The major polypeptides of the nuclear pore complex

Abstract Nuclear envelopes of maturing oocytes of various amphibia contain an unusually high number of pore complexes in very close packing. Consequently, nuclear envelopes, which can be manually isolated in great purity, provide a remarkable enrichment of nuclear pore complex material, relative to membranous and other interporous structures. When the polypeptides of nuclear envelopes isolated from oocytes of Xenopus laevis and Triturus alpestris are examined by gel electrophoresis, visualized either by staining with Coomassie blue or by radiofluorography after in vitro reaction with [3H]dansyl chloride, a characteristic pattern is obtained (10 major and 15 minor bands). This polypeptide pattern is radically different from that of the nuclear contents isolated from the same cell. Extraction of the nuclear envelope with high salt concentrations and moderately active detergents such as Triton X-100 results in the removal of membrane material but leaves most of the non-membranous structure of the pore complexes. The dry weight of the pore complex (about 0.2 femtograms) remains essentially unchanged during such extractions as measured by quantitative electron microscopy. The extracted preparations which are highly enriched in nuclear pore complex material contain only two major polypeptide components with apparent molecular weights of 150 000 and 73 000. Components of such an electrophoretic mobility are not present as major bands, if at all, in nuclear contents extracted in the same way. It is concluded that these two polypeptides are the major constituent protein(s) of the oocyte nuclear pore complex and are specific for this structure. When nuclear envelopes are isolated from rat liver and extracted with high salt buffers and Triton X-100 similar bands are predominant, but two additional major components of molecular weights of 78 000 and 66 000 are also recognized.
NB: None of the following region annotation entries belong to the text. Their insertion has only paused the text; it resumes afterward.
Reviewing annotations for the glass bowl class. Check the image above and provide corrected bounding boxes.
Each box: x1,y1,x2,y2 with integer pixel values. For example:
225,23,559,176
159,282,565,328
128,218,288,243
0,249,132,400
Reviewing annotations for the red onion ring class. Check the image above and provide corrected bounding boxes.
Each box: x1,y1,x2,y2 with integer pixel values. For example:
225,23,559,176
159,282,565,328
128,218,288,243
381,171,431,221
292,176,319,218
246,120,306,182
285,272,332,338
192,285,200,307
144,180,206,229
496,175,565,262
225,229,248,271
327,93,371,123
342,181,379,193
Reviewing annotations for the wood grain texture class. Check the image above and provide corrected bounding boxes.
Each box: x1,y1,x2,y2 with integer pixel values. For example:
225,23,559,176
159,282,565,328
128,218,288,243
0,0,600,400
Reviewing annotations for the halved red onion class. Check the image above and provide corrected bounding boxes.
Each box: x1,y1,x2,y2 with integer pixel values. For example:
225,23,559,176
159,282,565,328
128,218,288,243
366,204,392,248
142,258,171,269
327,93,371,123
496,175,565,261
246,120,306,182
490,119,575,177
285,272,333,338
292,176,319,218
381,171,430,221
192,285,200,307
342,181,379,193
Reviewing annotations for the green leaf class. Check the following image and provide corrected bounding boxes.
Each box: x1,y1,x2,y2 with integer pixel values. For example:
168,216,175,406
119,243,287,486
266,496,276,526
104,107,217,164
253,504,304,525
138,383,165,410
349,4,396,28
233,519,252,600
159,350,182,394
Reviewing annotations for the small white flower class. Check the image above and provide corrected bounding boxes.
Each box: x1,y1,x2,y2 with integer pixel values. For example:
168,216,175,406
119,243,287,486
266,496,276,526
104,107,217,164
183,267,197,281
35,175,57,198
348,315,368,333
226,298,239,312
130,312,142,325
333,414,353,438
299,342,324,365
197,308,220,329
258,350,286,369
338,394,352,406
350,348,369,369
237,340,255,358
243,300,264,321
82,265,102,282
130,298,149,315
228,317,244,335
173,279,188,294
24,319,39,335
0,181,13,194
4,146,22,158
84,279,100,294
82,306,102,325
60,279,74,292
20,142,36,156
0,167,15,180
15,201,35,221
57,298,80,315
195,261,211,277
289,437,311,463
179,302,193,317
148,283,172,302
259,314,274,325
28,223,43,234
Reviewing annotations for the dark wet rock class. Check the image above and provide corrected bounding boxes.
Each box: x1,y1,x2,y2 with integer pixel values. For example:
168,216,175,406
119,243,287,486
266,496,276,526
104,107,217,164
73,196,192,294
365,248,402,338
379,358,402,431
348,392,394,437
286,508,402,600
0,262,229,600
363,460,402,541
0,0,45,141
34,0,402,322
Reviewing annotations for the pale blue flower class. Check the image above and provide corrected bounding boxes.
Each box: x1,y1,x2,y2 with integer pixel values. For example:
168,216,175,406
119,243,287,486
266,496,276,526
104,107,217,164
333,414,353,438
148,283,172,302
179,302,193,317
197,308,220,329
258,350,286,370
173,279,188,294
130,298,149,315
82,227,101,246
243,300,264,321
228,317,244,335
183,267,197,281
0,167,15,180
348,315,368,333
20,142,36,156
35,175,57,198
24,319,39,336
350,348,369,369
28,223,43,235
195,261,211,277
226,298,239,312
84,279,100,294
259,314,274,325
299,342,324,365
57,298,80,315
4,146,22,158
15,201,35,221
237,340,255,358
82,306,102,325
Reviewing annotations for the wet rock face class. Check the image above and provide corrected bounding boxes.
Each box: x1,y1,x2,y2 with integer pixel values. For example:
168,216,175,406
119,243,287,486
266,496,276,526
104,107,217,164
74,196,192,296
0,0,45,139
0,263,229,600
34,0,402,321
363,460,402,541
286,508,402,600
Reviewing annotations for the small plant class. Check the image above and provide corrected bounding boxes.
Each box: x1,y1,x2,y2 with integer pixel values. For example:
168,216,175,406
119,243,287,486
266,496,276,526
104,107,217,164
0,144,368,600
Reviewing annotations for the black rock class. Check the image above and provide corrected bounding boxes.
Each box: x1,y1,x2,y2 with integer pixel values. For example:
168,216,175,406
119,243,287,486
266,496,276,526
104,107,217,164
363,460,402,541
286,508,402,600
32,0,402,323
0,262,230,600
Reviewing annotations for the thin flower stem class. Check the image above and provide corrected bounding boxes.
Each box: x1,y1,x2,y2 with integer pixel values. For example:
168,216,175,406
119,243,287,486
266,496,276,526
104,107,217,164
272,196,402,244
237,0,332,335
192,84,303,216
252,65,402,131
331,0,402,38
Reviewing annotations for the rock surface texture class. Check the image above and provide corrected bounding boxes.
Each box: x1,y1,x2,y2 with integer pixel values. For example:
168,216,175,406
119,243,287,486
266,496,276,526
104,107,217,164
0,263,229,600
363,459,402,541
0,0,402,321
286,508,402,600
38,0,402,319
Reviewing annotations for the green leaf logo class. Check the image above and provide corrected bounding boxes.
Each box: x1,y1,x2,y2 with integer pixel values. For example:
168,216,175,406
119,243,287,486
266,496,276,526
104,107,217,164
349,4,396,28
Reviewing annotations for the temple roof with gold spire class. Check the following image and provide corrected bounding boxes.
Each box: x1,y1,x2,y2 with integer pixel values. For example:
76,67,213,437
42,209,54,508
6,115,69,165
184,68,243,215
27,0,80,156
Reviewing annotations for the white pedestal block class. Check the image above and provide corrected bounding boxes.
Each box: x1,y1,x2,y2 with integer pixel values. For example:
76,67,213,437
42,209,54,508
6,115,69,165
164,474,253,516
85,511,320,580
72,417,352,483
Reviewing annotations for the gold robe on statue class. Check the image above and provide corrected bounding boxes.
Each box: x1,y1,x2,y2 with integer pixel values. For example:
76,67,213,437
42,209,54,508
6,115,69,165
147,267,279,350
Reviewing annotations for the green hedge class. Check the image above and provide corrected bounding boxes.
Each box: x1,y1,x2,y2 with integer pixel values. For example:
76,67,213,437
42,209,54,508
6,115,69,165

When the rat liver nuclear membranes are further subfractionated material enriched in the 66 000 molecular weight component can be separated from the membrane material, indicating that this is relatively loosely associated material, probably a part of the nuclear matrix. The results suggest that the nuclear pore complex is not only a characteristic ubiquitous structure but also contains similar, if not identical, skeletal proteins that are remarkably resistant to drastic changes of ionic strength as well as to treatments with detergents and thiol reagents.